In un post sul blog aziendale, i vertici del motore di ricerca hanno dichiarato che tenere traccia dei movimenti può rivelarsi cruciale nell’indicazione delle risposte ai vari governi di fronte all’emergenza sanitaria.

I report saranno sempre relativi ai dati dai due ai tre giorni precedenti alla pubblicazione, e mirano a evidenziare i trend di comportamenti e risposte al distanziamento sociale.

Suddivisi per Paese, mostreranno se le persone si dirigono effettivamente verso alimentari, farmacie e luoghi di lavoro, rendendo palesi eventuali violazioni.

Google sta rilasciando i dati sulla tua posizione

La società ha fatto sapere che i risultati sono realizzati con “un insieme di dati aggregati e anonimi, da parte di tutti gli utenti che hanno attivato l’impostazione della cronologia delle posizioni, che nelle impostazioni predefinite è invece disattivata”.

Nulla, quindi, andrà contro la volontà degli utenti, né sarà captato a loro insaputa.
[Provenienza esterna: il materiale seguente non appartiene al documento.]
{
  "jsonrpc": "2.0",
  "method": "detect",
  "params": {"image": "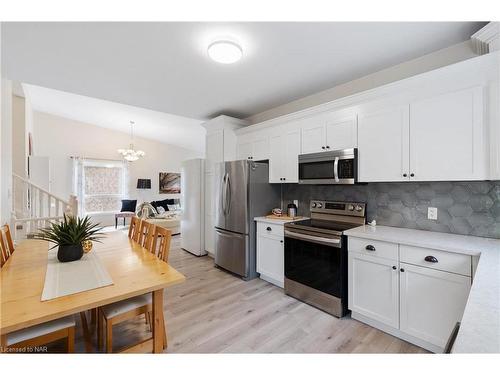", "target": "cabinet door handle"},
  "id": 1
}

[424,255,437,263]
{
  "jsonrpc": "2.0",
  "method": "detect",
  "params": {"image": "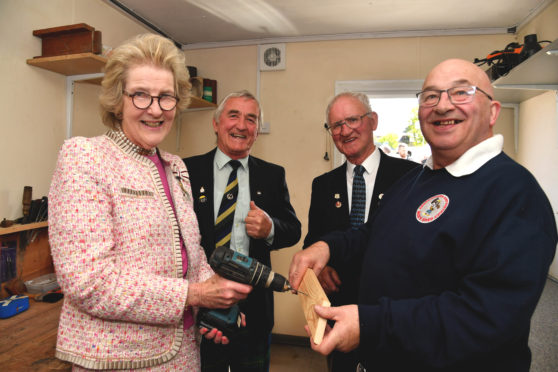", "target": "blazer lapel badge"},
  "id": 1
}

[333,194,343,208]
[171,163,192,202]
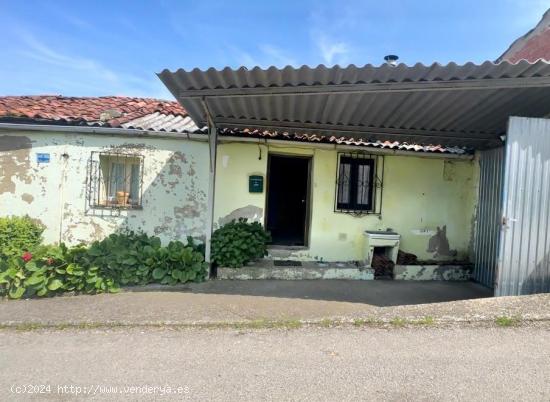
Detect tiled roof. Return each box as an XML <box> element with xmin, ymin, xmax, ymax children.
<box><xmin>220</xmin><ymin>128</ymin><xmax>471</xmax><ymax>155</ymax></box>
<box><xmin>0</xmin><ymin>95</ymin><xmax>187</xmax><ymax>127</ymax></box>
<box><xmin>0</xmin><ymin>95</ymin><xmax>466</xmax><ymax>154</ymax></box>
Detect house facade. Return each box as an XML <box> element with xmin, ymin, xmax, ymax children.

Dalla piattaforma hanno precisato che non verranno mai rilasciate informazioni che potrebbero essere utilizzate per identificare le persone:

“La speranza è che questi report possano rivelarsi utili a indirizzare verso le giuste decisioni per gestire la pandemia di COVID-19”,

ha dichiarato la compagnia in un post sul suo blog.

Ha inoltre precisato che le informazioni rilasciate potrebbero dare lumi circa gli spostamenti cosiddetti essenziali.
Malgrado l’evidente utilità sociale in un momento simile, la mossa di Google lascia comunque spazio a preoccupazioni sul fronte privacy.

Secondo Mark Skilton, direttore di Artificial Intelligence Innovation Network della Warwick Business School, la scelta di Google di utilizzare i dati pubblici riporta in primo piano l’annosa questione del limite tra potenzialità tecnologiche e privacy, utilità sociale e libertà individuale:

“È un conflitto chiave tra la necessità di una sorveglianza di massa per combattere il coronavirus e le questioni di riservatezza, privacy e consenso in merito a l’ottenimento di qualsiasi dato personale”.